Ce matin à la seconde chute de son Fils elle a croisé son regard. Elle sait. Fausse honte, fausse humilité, fausse indignité ma nuque raide refuse de bouger. Un second souffle descend de la croisée des poutres où vous êtes cloué : « N’aie pas peur. Regarde moi ». Comme Pierre,qui d’ailleurs n’est pas là, je vous renie en moi et je suis prêt à bien plus que trois fois. Un troisième souffle : « Regarde moi,j’ai besoin de toi. » Ma tête obstinée se bloque vers le bas et contient mon cœur sous une roide pression. Marie votre Mère admirable vient vers moi, prends mon menton entre ses doigts blancs de froid d’attendre et doucement bascule ma tête vers l’arrière, porte mes yeux en haut,vers les vôtres caresse mon front et à l’oreille me murmure : « Laisse toi aimer ! ». Je vous vois. Mon Dieu que vous-ont ils fait ? Je ne parle pas de votre procès, il n’en est pas de plus indigne.

Tous les faux-témoins sont désormais enrichis à cent générations pour vous avoir vendu de peu de mots. Terribles mais efficaces mensonges. Pilate a tenté. Pilate a douté. « Ecce homo ». Et Juda ? Votre Juda. Pour si peu il vous a porté au prétoire. Mais la Vérité a déserté les couloirs du Pouvoir depuis longtemps. Mon Dieu que vous-ont ils fait ? Ces deux fines fentes au milieu des boursouflures noires, jaunes et mauves ce sont vos yeux mon Dieu ? Et vos cheveux collés de sang et du sable du chemin où par trois fois vous êtes tombé. Et que sont ces longues stries rouges profondes d’un sang noir caillé sur votre torse et qui comme des anguilles s’enfuient vers votre dos ? Et ce sillon profond sur votre épaule que l’on devine, sanguinolent et béant comme une charrue en laisse ? C’est la poutre mortelle que vous avez dû porter sur le pavé, c’est elle qui vous a ainsi marqué comme un fer de forçat. Au té de la poutre verticale on a lié vos bras par crainte que votre poids ne déchire vos poignets, vos jointures où deux grossiers clous pénètrent. Vos jambes sont repliées, on vous dirait un improbable nouveau-né debout, comme pour comprimer plus encore votre souffle. Et là dans le souci d’une économie sordide, ils ont réuni vos pieds pour ne les percer que d’un seul clou, un seul clou pour deux pieds.

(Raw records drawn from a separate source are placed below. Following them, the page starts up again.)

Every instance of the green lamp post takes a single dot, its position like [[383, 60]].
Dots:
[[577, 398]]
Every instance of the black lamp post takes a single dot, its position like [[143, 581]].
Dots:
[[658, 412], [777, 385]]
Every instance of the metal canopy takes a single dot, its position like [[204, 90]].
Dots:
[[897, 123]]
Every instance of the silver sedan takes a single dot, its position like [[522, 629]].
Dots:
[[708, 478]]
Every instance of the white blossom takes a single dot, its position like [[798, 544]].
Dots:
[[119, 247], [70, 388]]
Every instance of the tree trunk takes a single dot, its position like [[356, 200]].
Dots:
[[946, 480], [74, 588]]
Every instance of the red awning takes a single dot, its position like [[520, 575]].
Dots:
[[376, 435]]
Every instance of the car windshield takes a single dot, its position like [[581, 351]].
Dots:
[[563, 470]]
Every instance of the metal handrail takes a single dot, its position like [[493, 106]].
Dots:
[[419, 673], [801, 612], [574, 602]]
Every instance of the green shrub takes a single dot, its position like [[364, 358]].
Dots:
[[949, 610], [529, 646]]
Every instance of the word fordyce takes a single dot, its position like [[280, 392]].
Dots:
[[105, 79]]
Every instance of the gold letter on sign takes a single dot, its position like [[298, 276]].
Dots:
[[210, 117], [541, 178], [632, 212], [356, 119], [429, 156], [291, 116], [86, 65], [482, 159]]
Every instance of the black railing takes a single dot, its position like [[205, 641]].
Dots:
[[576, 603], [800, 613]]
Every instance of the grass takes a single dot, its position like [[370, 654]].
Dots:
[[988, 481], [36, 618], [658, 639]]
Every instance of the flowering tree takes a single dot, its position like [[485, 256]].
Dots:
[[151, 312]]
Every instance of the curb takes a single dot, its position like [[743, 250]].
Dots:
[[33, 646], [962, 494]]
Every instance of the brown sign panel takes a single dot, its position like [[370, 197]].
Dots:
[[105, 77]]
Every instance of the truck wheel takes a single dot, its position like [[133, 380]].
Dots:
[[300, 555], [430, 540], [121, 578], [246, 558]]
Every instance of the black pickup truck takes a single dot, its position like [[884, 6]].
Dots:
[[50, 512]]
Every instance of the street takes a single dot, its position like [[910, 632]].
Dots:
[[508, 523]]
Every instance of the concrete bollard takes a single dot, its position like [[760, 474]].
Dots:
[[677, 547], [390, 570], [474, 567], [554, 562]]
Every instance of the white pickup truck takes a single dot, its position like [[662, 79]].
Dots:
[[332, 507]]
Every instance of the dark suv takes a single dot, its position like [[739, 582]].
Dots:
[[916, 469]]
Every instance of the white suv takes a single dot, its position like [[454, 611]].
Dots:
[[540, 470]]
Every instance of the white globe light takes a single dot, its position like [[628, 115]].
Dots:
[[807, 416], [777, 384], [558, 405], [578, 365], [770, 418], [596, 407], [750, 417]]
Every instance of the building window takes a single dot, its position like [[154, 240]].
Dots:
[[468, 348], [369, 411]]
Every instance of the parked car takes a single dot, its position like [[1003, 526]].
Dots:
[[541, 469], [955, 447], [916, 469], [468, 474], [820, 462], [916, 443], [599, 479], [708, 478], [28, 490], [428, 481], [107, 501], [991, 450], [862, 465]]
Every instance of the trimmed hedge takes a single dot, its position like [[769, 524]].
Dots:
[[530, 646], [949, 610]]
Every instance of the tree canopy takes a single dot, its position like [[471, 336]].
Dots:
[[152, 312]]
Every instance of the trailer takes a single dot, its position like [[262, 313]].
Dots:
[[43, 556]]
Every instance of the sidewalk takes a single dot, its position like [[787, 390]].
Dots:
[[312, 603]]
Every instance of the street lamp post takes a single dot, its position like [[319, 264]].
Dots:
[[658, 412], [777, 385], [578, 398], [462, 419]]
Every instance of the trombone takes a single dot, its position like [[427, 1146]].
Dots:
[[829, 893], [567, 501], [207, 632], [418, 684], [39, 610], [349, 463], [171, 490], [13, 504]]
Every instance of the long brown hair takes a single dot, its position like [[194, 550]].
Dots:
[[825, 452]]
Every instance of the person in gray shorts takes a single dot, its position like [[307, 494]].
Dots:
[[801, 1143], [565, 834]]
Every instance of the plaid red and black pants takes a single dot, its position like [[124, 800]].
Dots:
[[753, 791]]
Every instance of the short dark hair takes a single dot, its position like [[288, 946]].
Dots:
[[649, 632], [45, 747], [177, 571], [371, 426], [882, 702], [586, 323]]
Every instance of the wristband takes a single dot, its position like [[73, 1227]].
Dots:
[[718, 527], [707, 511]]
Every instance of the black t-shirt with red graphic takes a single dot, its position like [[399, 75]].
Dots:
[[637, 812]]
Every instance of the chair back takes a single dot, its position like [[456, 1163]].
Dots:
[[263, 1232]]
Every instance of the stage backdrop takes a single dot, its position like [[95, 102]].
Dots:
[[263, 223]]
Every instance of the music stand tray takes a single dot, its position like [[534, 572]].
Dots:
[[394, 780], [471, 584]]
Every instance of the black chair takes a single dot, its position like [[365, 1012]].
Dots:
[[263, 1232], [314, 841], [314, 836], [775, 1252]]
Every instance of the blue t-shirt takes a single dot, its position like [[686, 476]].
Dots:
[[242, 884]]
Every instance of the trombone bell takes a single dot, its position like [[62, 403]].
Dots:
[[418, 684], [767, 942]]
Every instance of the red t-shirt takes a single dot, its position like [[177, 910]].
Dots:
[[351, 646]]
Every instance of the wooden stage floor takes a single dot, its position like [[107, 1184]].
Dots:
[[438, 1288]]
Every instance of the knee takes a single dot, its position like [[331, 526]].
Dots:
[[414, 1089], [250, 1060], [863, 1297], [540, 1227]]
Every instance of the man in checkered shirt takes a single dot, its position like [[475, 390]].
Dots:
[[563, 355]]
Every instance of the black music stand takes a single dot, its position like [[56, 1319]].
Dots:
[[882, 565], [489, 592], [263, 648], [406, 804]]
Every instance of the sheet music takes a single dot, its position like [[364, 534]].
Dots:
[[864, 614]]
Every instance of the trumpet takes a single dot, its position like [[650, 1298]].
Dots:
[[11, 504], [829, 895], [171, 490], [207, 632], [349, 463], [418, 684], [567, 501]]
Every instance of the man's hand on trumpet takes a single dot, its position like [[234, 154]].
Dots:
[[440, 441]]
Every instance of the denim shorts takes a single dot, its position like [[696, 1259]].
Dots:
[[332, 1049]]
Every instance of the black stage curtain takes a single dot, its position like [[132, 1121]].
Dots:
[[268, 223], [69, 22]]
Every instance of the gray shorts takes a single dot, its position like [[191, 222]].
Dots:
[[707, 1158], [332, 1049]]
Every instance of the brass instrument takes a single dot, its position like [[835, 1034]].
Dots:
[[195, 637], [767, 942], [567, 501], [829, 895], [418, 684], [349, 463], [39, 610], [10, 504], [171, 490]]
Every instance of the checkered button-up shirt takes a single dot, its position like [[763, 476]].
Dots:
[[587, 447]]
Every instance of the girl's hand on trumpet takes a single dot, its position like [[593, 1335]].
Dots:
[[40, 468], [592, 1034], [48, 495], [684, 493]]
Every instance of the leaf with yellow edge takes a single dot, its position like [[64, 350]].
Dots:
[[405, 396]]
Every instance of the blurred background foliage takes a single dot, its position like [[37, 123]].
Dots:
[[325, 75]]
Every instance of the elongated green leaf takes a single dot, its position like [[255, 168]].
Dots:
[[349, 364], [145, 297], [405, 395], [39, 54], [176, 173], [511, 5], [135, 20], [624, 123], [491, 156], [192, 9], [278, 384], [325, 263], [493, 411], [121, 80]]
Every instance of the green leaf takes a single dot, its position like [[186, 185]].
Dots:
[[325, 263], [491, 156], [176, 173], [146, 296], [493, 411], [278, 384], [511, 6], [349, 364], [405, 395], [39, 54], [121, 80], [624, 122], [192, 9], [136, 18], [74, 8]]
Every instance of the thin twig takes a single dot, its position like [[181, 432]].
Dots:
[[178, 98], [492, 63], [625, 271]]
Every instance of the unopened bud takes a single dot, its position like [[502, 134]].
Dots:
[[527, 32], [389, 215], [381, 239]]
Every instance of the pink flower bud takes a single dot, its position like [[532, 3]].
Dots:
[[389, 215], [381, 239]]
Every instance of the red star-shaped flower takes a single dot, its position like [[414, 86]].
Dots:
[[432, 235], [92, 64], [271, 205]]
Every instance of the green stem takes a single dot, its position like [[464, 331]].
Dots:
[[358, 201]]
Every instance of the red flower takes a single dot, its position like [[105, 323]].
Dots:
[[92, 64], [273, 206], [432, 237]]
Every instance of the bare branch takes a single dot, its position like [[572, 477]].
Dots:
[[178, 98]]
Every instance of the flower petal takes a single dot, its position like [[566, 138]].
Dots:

Mon Dieu que vous-ai je fait ? Votre tête penchée vous me contemplez et moi je ne fais que vous regarder car je ne sais pas encore vous contempler et encore moins vous adorer. Le pourrai je ? Le sang séché, caillé, épais couvre le bas de votre visage, les épines ont fait leur œuvre mais les petits ruisseaux rouges se sont taris. Depuis la veille vous n’avez pas pu dormir : questions, crachats, réponses, coups, blasphèmes, flagellation, pas une seconde de répit pour votre corps humain et votre divin cœur. Deux moments de répits seulement : couronné d’épines qui chacune pénètre votre front et votre précieux sang qui aveugle vos yeux, « Ecce Homo » : Pilate vous fait asseoir pour vous questionner. Assis, enfin assis.